Determinazione e notorietà: sto provando a usarle per aiutare i custodi della montagna. Sono i montanari, gli agricoltori, i malgari, i rifugisti e le guide alpine. La montagna è bella perché viene appunto custodita. Quel po’ di fama che ho accumulato pian piano, nel mio piccolo, riesce ad aprire alcune porte. Se non ci fossero gli agricoltori che falciano, controllano i corsi d’acqua o i rifugisti che accolgono o le guide alpine che accompagnano o ancora i montanari. Sono i custodi e io provo ad aiutarli per amicizia o semplicemente perché lo reputo giusto: non ci guadagno niente. I montanari alle volte hanno una mentalità un po’ chiusa e non capiscono cosa faccio o perché, mi attiro persino gelosie o inimicizia, ma ci provo lo stesso.

Un altro argomento molto, molto importante di cui ti ho sentito parlare è la sicurezza, derivata non solo dalla preparazione, ma anche dalla cultura. Tu sei un tecnico di elisoccorso e una guida: penso che tutti si ricordino il salvataggio a quasi 8000 metri… cosa puoi dirci al riguardo?
Son venti anni che lavoro nel soccorso e ho raccolto molte persone morte. Alcune per sfortuna… perché purtroppo alle volte è anche quello il problema. Non è vero che la sfiga non esiste! Ma moltissimi altri incidenti derivano dalla sottovalutazione dei rischi o per la preparazione. Tre anni fa creai un gioco in scatola che doveva essere non solo divertente, ma far capire la complessità delle salite, i pericoli e ovviamente la cultura della montagna. Purtroppo era un po’ laborioso e questo poteva essere un problema. Con il Covd-19 siamo rimasti tutti bloccati e allora mi sono messo d’impegno e l’ho rifatto completamente… e l’ho anche tradotto in inglese! Giocando in questa versione s’imparano le regole base della montagna e tutti i punti principali relativi a essa. Le norme sanitarie, i parchi, la storia dei grandi alpinisti, il comportamento e l’educazione civile, il Club Alpino… Ricordo quando a scuola si insegnava educazione civica: be’ questo gioco insegna o suggerisce come vivere la montagna in sicurezza.
I progetti sono tanti. Ora per esempio sto cercando di far creare tutta una serie di piazzole per il soccorso in notturna, per dare sicurezza ulteriore alla gente che vive in montagna. Ho creato dieci piazzole nei rifugi della Val Furva, la mia valle, per permettere all’elisoccorso di entrare in funzione in qualsiasi momento!
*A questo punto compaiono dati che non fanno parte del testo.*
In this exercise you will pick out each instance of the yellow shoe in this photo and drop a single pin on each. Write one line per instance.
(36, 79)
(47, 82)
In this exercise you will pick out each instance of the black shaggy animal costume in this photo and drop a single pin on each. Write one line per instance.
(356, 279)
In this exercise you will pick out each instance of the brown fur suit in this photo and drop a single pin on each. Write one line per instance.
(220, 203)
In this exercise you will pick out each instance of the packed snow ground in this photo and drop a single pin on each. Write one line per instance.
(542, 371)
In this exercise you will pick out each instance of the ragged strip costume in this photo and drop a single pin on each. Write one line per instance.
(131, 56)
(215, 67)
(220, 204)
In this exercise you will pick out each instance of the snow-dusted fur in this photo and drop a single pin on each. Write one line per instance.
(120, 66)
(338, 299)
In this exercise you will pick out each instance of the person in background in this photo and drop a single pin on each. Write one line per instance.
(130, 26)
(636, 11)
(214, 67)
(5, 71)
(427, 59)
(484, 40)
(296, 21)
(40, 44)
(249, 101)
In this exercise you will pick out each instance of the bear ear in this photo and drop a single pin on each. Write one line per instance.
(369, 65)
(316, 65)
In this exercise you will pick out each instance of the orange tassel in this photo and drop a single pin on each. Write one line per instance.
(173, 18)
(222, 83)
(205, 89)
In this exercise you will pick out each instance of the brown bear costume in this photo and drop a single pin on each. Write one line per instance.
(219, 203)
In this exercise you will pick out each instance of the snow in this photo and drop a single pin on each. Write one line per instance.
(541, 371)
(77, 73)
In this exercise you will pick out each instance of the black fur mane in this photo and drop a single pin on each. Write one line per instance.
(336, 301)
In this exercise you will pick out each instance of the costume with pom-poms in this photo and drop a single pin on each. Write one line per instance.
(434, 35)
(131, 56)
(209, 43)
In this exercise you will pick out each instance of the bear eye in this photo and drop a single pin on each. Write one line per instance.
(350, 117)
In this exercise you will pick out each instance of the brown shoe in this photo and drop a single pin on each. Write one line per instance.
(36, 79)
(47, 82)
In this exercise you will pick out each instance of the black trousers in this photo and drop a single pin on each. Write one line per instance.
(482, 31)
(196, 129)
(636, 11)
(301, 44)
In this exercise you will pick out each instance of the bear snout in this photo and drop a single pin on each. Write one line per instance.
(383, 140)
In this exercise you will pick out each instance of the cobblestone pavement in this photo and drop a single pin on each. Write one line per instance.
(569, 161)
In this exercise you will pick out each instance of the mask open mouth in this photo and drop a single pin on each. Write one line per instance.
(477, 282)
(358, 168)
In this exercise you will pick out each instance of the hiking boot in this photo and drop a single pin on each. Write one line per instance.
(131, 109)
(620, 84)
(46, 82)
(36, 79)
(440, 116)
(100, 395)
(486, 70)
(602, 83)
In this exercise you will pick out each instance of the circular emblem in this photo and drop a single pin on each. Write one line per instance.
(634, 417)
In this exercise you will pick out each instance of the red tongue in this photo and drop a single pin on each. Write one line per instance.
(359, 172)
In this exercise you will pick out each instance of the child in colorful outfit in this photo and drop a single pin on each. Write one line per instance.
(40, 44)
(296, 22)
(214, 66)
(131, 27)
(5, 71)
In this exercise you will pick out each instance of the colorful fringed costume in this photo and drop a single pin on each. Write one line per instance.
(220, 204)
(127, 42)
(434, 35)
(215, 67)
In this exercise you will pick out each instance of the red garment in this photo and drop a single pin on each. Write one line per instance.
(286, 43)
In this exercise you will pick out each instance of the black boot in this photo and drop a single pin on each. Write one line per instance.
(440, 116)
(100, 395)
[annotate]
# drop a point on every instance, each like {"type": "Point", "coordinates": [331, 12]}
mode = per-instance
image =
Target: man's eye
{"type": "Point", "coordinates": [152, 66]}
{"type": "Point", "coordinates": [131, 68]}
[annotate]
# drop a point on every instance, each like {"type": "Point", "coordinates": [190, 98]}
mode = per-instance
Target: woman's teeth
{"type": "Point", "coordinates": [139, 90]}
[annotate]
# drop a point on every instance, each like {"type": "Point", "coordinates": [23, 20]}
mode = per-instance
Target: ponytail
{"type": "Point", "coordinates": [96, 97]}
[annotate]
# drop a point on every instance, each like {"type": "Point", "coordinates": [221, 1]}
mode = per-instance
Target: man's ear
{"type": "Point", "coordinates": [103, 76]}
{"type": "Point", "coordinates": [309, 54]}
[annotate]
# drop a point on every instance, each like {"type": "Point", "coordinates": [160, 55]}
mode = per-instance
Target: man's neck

Quando mi hai parlato della mentalità un po’ chiusa credo sia universale: penso agli haters o ai leoni da tastiera. Ci sarà sempre chi dirà “chissà cosa ci guadagna” o “perché lo fa”
Ovviamente! …ma è un progetto senza scopo di lucro: ci credo e preferisco sacrificare un po’ di tempo alla famiglia, ai miei amori, che alla fine mi capiscono, ma mettere insieme qualcosa che serva alla comunità. L’elisoccorso è fondamentale. Se pulisco un sentiero con l’escavatore per agevolare l’accesso a un rifugio, lo faccio per donare. Siamo parte di una comunità: io vivo la montagna a 360° e provo a fare il mio.